メンテナンス室はリアに取付けられている医療機器のモーターが回転する微かな唸りしか聞こえなくなった。
その時、
「アンさんら、まーだアレこれ議論しとるんかネ?!」
粥を乗せたトレーを捧げ持って006が扉から入って来た。美味しそうな匂いを振り撒きながら立ち尽くす仲間の間をずかずか
掻き分けて、009の前にトレーを置く。
「幾ら考えたって、このお方はんが目を覚まさない事には、ワテらにはまだ何もわからんネ。大事なのは、009だけでなくもうひとつの命も助けることが出来
たという事実じゃないアルか?敵や味方や言うのはまた別の話ネ!」
ぴしゃりと言ってのけると、009にスプーンを握らせる。
「今は食べて、力をつけることに専念するがヨロシ!」
博士は頷いた。
「006の言う事は最もじゃ。2つの尊い命が助かった事に感謝すべき。・・・さ、009、とにかく今は食べなさい。そして少し
眠るんじゃ。なあに大丈夫じゃよ、この青年も直に回復する。君もみんなも良く頑張った」
009の肩を博士は優しく叩いた。沈んだ顔に、ようやく僅かな笑みが戻った。
熱い湯気と良い香り、皆の元気な姿・・・今はこれで十分だ。
しばらく後、003はメンテナンス室をそっと覗いて見た。
シーツにくるまって、009はすやすや眠っている。
003は微笑んでそのままドアを閉めようとしたが、009の腕が大きくシーツからはみ出ているのに気付き、傍に寄ってきちんと直してやった。
穏やかな、少年の匂いを残したあどけない寝顔だった。
「忘れないで009、皆あなたを愛し誇りに思っている・・・。ただまだショックが癒えていないだけなのよ・・・」
あの時、また目の前で行ってしまうかと思った。何も出来ない自分達の目の前で。自身が信じた道の為に。

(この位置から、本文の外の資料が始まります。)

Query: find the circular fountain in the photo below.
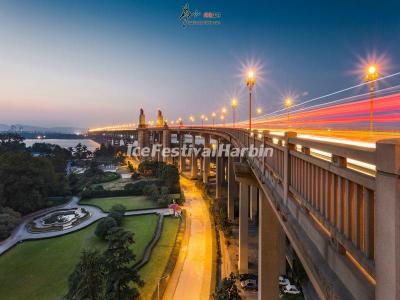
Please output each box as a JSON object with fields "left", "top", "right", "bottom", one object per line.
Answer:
{"left": 27, "top": 208, "right": 91, "bottom": 233}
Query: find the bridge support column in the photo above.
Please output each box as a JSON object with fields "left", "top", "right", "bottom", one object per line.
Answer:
{"left": 162, "top": 128, "right": 170, "bottom": 163}
{"left": 375, "top": 139, "right": 400, "bottom": 300}
{"left": 216, "top": 141, "right": 223, "bottom": 199}
{"left": 203, "top": 134, "right": 210, "bottom": 183}
{"left": 250, "top": 186, "right": 258, "bottom": 221}
{"left": 258, "top": 191, "right": 285, "bottom": 300}
{"left": 137, "top": 128, "right": 149, "bottom": 158}
{"left": 178, "top": 133, "right": 185, "bottom": 173}
{"left": 239, "top": 182, "right": 249, "bottom": 274}
{"left": 190, "top": 134, "right": 198, "bottom": 178}
{"left": 227, "top": 154, "right": 237, "bottom": 221}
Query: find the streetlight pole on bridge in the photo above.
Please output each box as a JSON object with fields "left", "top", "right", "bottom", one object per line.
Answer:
{"left": 231, "top": 98, "right": 237, "bottom": 127}
{"left": 246, "top": 70, "right": 256, "bottom": 131}
{"left": 365, "top": 64, "right": 379, "bottom": 132}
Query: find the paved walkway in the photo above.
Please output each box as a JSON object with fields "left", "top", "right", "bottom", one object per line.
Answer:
{"left": 163, "top": 176, "right": 213, "bottom": 300}
{"left": 0, "top": 196, "right": 171, "bottom": 256}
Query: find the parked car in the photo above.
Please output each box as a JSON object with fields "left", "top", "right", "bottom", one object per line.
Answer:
{"left": 283, "top": 284, "right": 301, "bottom": 295}
{"left": 239, "top": 273, "right": 258, "bottom": 283}
{"left": 240, "top": 279, "right": 258, "bottom": 291}
{"left": 279, "top": 275, "right": 291, "bottom": 287}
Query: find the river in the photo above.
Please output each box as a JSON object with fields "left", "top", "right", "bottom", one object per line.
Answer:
{"left": 24, "top": 139, "right": 100, "bottom": 152}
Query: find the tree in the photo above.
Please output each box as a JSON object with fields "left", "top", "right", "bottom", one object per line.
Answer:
{"left": 103, "top": 227, "right": 143, "bottom": 299}
{"left": 142, "top": 184, "right": 159, "bottom": 202}
{"left": 0, "top": 206, "right": 21, "bottom": 240}
{"left": 157, "top": 164, "right": 179, "bottom": 190}
{"left": 213, "top": 273, "right": 241, "bottom": 300}
{"left": 0, "top": 152, "right": 68, "bottom": 214}
{"left": 138, "top": 160, "right": 159, "bottom": 177}
{"left": 0, "top": 133, "right": 25, "bottom": 153}
{"left": 158, "top": 186, "right": 171, "bottom": 207}
{"left": 65, "top": 250, "right": 105, "bottom": 300}
{"left": 108, "top": 204, "right": 126, "bottom": 226}
{"left": 95, "top": 217, "right": 117, "bottom": 240}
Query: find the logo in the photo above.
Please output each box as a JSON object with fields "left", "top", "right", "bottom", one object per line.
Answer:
{"left": 179, "top": 3, "right": 221, "bottom": 28}
{"left": 126, "top": 144, "right": 273, "bottom": 159}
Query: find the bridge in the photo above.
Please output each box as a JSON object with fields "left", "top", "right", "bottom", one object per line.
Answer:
{"left": 88, "top": 108, "right": 400, "bottom": 300}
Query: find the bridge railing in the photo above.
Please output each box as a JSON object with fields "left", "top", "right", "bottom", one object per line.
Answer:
{"left": 224, "top": 128, "right": 377, "bottom": 279}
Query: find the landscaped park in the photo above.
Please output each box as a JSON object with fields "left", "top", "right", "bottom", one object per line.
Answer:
{"left": 0, "top": 139, "right": 185, "bottom": 300}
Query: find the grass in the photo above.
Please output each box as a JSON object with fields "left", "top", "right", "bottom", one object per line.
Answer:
{"left": 138, "top": 216, "right": 181, "bottom": 299}
{"left": 80, "top": 195, "right": 159, "bottom": 212}
{"left": 0, "top": 214, "right": 158, "bottom": 300}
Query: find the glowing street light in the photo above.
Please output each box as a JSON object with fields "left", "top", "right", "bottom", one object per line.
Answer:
{"left": 231, "top": 98, "right": 238, "bottom": 127}
{"left": 200, "top": 114, "right": 205, "bottom": 127}
{"left": 285, "top": 97, "right": 293, "bottom": 126}
{"left": 177, "top": 117, "right": 183, "bottom": 127}
{"left": 256, "top": 107, "right": 262, "bottom": 115}
{"left": 220, "top": 114, "right": 225, "bottom": 127}
{"left": 365, "top": 64, "right": 379, "bottom": 131}
{"left": 189, "top": 115, "right": 195, "bottom": 125}
{"left": 221, "top": 107, "right": 227, "bottom": 114}
{"left": 246, "top": 70, "right": 256, "bottom": 131}
{"left": 211, "top": 112, "right": 216, "bottom": 127}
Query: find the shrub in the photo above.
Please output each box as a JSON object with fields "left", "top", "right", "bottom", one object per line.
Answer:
{"left": 94, "top": 185, "right": 104, "bottom": 191}
{"left": 212, "top": 273, "right": 241, "bottom": 299}
{"left": 95, "top": 217, "right": 117, "bottom": 239}
{"left": 158, "top": 186, "right": 171, "bottom": 207}
{"left": 108, "top": 204, "right": 126, "bottom": 225}
{"left": 0, "top": 207, "right": 21, "bottom": 240}
{"left": 143, "top": 184, "right": 159, "bottom": 202}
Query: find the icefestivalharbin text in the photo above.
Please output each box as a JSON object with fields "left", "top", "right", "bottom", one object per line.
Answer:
{"left": 126, "top": 144, "right": 273, "bottom": 158}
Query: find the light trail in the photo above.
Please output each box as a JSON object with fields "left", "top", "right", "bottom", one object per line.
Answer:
{"left": 258, "top": 71, "right": 400, "bottom": 118}
{"left": 253, "top": 84, "right": 400, "bottom": 121}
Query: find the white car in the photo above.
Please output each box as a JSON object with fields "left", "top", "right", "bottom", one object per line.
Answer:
{"left": 279, "top": 276, "right": 290, "bottom": 286}
{"left": 283, "top": 284, "right": 301, "bottom": 295}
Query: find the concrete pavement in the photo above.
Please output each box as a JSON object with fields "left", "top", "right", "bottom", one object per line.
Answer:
{"left": 163, "top": 176, "right": 213, "bottom": 300}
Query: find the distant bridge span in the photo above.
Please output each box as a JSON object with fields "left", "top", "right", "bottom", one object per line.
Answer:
{"left": 89, "top": 124, "right": 400, "bottom": 300}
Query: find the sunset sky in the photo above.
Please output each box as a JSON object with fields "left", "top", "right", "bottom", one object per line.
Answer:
{"left": 0, "top": 0, "right": 399, "bottom": 128}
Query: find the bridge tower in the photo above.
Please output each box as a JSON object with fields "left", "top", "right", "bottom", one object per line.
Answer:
{"left": 156, "top": 109, "right": 164, "bottom": 126}
{"left": 138, "top": 108, "right": 146, "bottom": 128}
{"left": 137, "top": 108, "right": 149, "bottom": 151}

けれど彼は自身だけでなく敵の命さえも無駄にはしなかった。いや、まるで彼の命は自分の命といった様な強い思い入れさえ感じる程に。
003は奥のベッドに横たわる姿を改めて眺めた
死んだ様に身動きひとつしない。顔は血の気が無く、右目の包帯が痛々しい。
───── なぜこの人は自らを傷つけたのだろう、なぜ009はあんなにも・・・
リアは自分達と同じB.G製のサイボーグ。敵とはいえ、殺されそうになったとはいえ、009には彼なりの強いシンパシーを感じたのかもしれない。
003はリアから目を逸し、照明を更に小さく落としてドアの方へ足を向けた。
あまり考えたくない言葉を心の中で呟いて。
・・・シンパシー・・・。
そう、いつもシンパシーから始まるんだわ・・・・・・。